Distracted by her toddler while driving her new car, 22-year-old Sandra Mbabazi had a "minor" accident and didn't seem to be badly hurt. A passerby took her to a private health facility in Buwama, some 65 kilometres (40 miles) from Uganda's capital Kampala.
"She had internal bleeding and needed quick attention," Mwesiga, 34, told AFP.
"But there were not enough skilled doctors to look at her. She had already lost a lot of time and they were still procrastinating about this and that, so she passed away," he said.
"She should still be alive."
In Uganda such stories of people dying because of medical neglect are all too common. But with the country plagued by a shortage of health workers, anger is mounting over government plans to "export" at least 241 medical workers to Trinidad and Tobago.
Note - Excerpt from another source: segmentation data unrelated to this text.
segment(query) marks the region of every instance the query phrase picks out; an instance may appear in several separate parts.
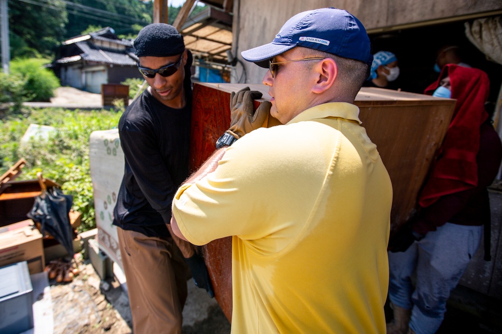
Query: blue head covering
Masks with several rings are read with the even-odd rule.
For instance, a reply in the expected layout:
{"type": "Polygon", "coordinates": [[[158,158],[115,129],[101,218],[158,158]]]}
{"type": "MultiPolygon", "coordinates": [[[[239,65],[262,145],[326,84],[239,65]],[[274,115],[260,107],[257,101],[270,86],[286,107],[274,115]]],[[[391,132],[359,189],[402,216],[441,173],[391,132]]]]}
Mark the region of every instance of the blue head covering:
{"type": "Polygon", "coordinates": [[[389,51],[379,51],[373,55],[373,63],[371,64],[371,73],[368,80],[376,78],[376,69],[380,65],[387,65],[398,60],[396,55],[389,51]]]}

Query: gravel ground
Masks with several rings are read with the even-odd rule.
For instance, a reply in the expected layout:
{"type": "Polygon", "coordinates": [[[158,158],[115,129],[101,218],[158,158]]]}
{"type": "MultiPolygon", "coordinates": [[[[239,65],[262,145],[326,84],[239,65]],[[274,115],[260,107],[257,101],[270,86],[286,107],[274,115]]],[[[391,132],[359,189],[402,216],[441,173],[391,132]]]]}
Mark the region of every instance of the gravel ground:
{"type": "MultiPolygon", "coordinates": [[[[129,301],[120,284],[113,278],[102,280],[88,260],[79,268],[70,282],[50,282],[54,334],[132,333],[129,301]]],[[[230,323],[216,301],[191,280],[188,283],[182,332],[230,333],[230,323]]]]}

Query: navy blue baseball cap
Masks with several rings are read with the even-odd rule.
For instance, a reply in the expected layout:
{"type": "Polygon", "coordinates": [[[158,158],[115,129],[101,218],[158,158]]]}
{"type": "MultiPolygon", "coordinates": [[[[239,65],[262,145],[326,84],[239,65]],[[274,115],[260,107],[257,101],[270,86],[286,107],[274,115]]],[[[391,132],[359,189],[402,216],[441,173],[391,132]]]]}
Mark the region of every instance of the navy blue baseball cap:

The medics, according to a 2014 advertisement by Uganda's foreign ministry, were requested by the Caribbean nation to "strengthen its health service sector".
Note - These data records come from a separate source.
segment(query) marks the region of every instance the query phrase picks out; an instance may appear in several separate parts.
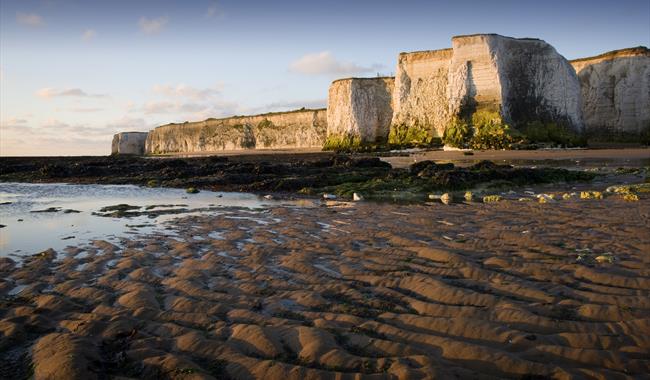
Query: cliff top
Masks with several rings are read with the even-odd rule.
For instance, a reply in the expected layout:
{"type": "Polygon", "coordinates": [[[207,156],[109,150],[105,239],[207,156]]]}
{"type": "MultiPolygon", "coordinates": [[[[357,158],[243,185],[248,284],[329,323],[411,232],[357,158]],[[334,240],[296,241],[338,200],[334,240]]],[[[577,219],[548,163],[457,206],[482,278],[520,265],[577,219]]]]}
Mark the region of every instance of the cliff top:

But Ugandan activists claim the east African nation can ill afford to lose skilled staff and argue that more people will die needlessly if the plan goes ahead. They point out that Trinidad and Tobago already has a doctor to patient ratio that is 12 times better than Uganda's.
The Institute of Public Policy and Research (IPPR), a Ugandan think-tank, is suing the government in what it says is one of the first ever public interest litigation cases concerning a medical "brain drain".
In a petition filed in the High Court in December, the IPPR argues that government recruitment of public health workers for another government violates the constitutional rights of Ugandans to access basic medical services.
The group is seeking an interim injunction to halt the "imminent" export of the workers, with a hearing set for this week.
"Thousands of people will die, thousands die already," IPPR director Justinian Kateera told AFP, pointing out that already 16 women die each day through complications related to childbirth—and that an exodus of midwives would be a disaster.
'Important case for Africa'
The IPPR says the shortlist of health workers set to leave includes scores of nurses and midwives as well as anaesthetists, psychiatrists, ophthalmologists, radiographers, gynaecologists, paediatricians, pathologists and surgeons. One of Uganda's three neurosurgeons had also been shortlisted, Kateera added.
"Our health systems are weak because of our inability to retain medics," he said, asserting that the case will "settle jurisprudence on an issue that has afflicted Africa for ages, as revealed by the recent Ebola outbreak."
Ghana, Malawi, Zimbabwe, Zambia and South Africa were also "badly affected" by medical brain drains, he added.
In Uganda, 42 percent of vacancies remain unfilled, and according to a 2012 British Medical Journal study the country has fewer than 5,000 doctors for 35 million people, with 50 specialists having left in search of better pay overseas in the past decade, while the bulk of new graduates prefer to look for jobs abroad too.
Many shortlisted under the latest scheme, such as 47-year-old trauma nurse Santina Obin, say they would prefer to remain in Uganda. But Obin added that conditions were tough and that her net monthly salary of 700,000 shillings ($245 dollars) was too little and often not paid on time.
Such salaries are comparable to those of other civil servants in Uganda, which has a GDP per capita of $572. Members of parliament, on the other hand, enjoy wages of over $6,000 a month.
"We are underpaid, we have a lot of patients and few personnel," Obin told AFP.
While details of what she could earn abroad have not been given, it is expected to be several times more and to include a raft of benefits such as free housing. Hence the scheme drew at least 400 applicants, the majority from public hospitals and health centres.
Uganda's attorney general has argued that it is the constitutional right of all professionals to seek gainful employment anywhere, while the ministry of health says it had not been involved in the recruiting process.
The planned export has been criticised by the United States, which gives $400 million in aid to Uganda's health sector every year.
Mwesiga, whose wife gave birth to a stillborn baby as well as losing his sister in the road accident, is due to give evidence in the case.
"I want to be sure that I'm going to get adequate and good medical care," Mwesiga said.